From: Peter Zijlstra
Date: Tue Jul 21 2020 - 08:40:52 EST


On Fri, Jul 17, 2020 at 07:05:49AM -0700, kan.liang@xxxxxxxxxxxxxxx wrote:

> +static inline u64 icl_get_metrics_event_value(u64 metric, u64 slots, int idx)
> +{
> + u32 val;
> +
> + /*
> + * The metric is reported as an 8bit integer fraction
> + * suming up to 0xff.
> + * slots-in-metric = (Metric / 0xff) * slots
> + */
> + val = (metric >> ((idx - INTEL_PMC_IDX_METRIC_BASE) * 8)) & 0xff;
> + return mul_u64_u32_div(slots, val, 0xff);
> +}
> +
> +static void __icl_update_topdown_event(struct perf_event *event,
> + u64 slots, u64 metrics)
> +{
> + int idx = event->hw.idx;
> + u64 delta;
> +
> + if (is_metric_idx(idx))
> + delta = icl_get_metrics_event_value(metrics, slots, idx);
> + else
> + delta = slots;
> +
> + local64_add(delta, &event->count);
> +}
> +
> +/*
> + * Update all active Topdown events.
> + *
> + * The PERF_METRICS and Fixed counter 3 are read separately.
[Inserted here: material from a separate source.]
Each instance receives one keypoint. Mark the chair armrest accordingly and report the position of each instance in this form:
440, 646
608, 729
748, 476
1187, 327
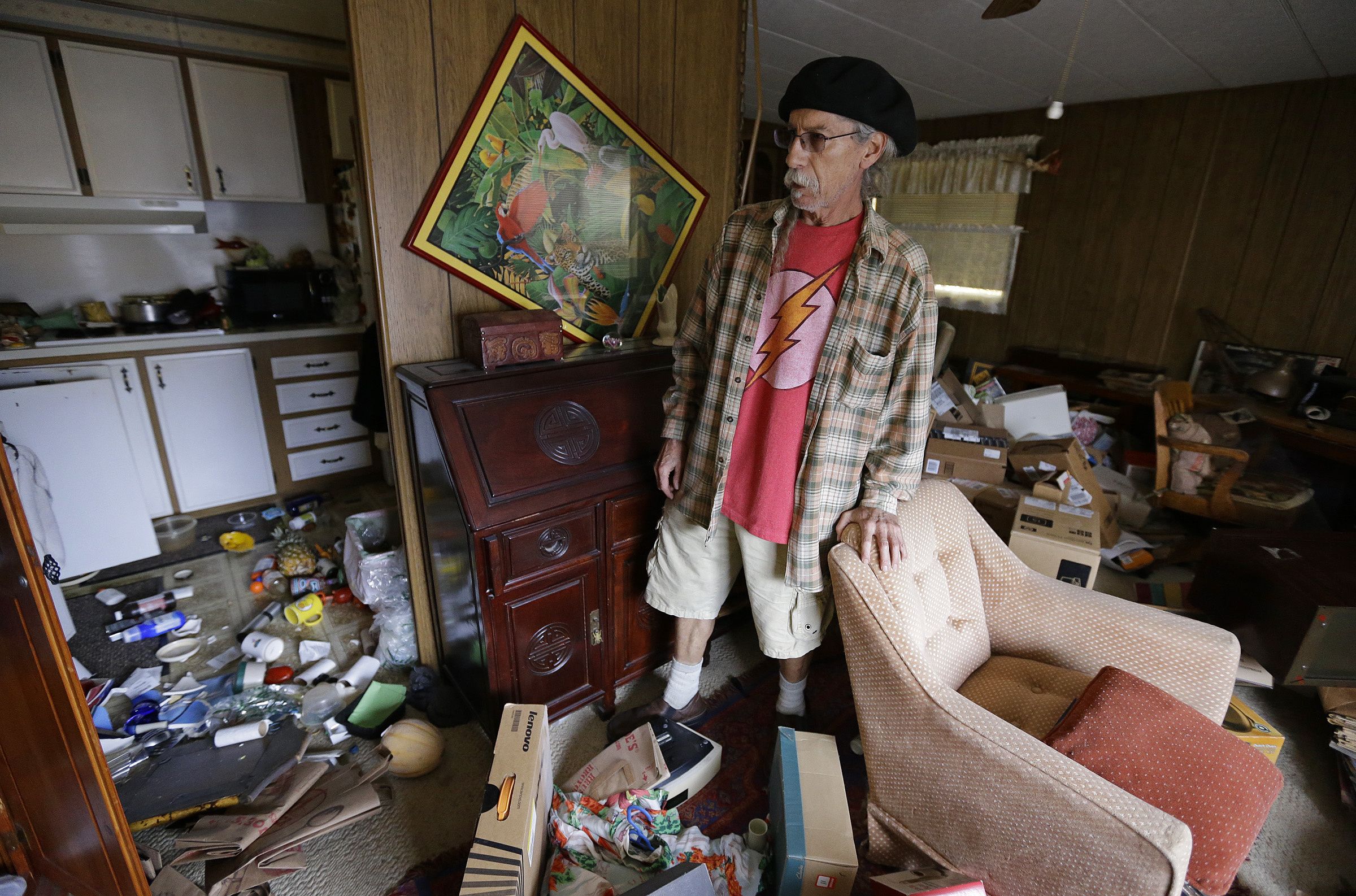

The values may be
> + * modify by a NMI. PMU has to be disabled before calling this function.
> + */
> +static u64 icl_update_topdown_event(struct perf_event *event)
> +{
> + struct cpu_hw_events *cpuc = this_cpu_ptr(&cpu_hw_events);
> + struct perf_event *other;
> + u64 slots, metrics;
> + int idx;
> +
> + /* read Fixed counter 3 */
> + rdpmcl((3 | INTEL_PMC_FIXED_RDPMC_BASE), slots);
> + if (!slots)
> + return 0;
> +
> + /* read PERF_METRICS */
> + rdpmcl(INTEL_PMC_FIXED_RDPMC_METRICS, metrics);
> +
> + for_each_set_bit(idx, cpuc->active_mask, INTEL_PMC_IDX_TD_BE_BOUND + 1) {
> + if (!is_topdown_idx(idx))
> + continue;
> + other = cpuc->events[idx];
> + __icl_update_topdown_event(other, slots, metrics);
> + }
> +
> + /*
> + * Check and update this event, which may have been cleared
> + * in active_mask e.g. x86_pmu_stop()
> + */
> + if (event && !test_bit(event->hw.idx, cpuc->active_mask))
> + __icl_update_topdown_event(event, slots, metrics);
> +
> + /*
> + * Software is recommended to periodically clear both registers
> + * in order to maintain accurate measurements, which is required for
> + * certain scenarios that involve sampling metrics at high rates.

I'll maintain that that statement is clear as mud and therefore useless.

> + * Software should always write fixed counter 3 before write to
> + * PERF_METRICS.
> + */
> + wrmsrl(MSR_CORE_PERF_FIXED_CTR3, 0);
> + wrmsrl(MSR_PERF_METRICS, 0);
> +
> + return slots;
> +}

So in the normal case, this ends up calling into this function _5_
times, once for each event. Now the first time, it will actually do
something useful, but the other 4 times it's just wasting cycles.

Also, that for_each_set_bit() loop, trying to find the events to
update...

Can't we, instead, make the SLOTS update advance 5 running counters in
cpuc and feed the events off of that?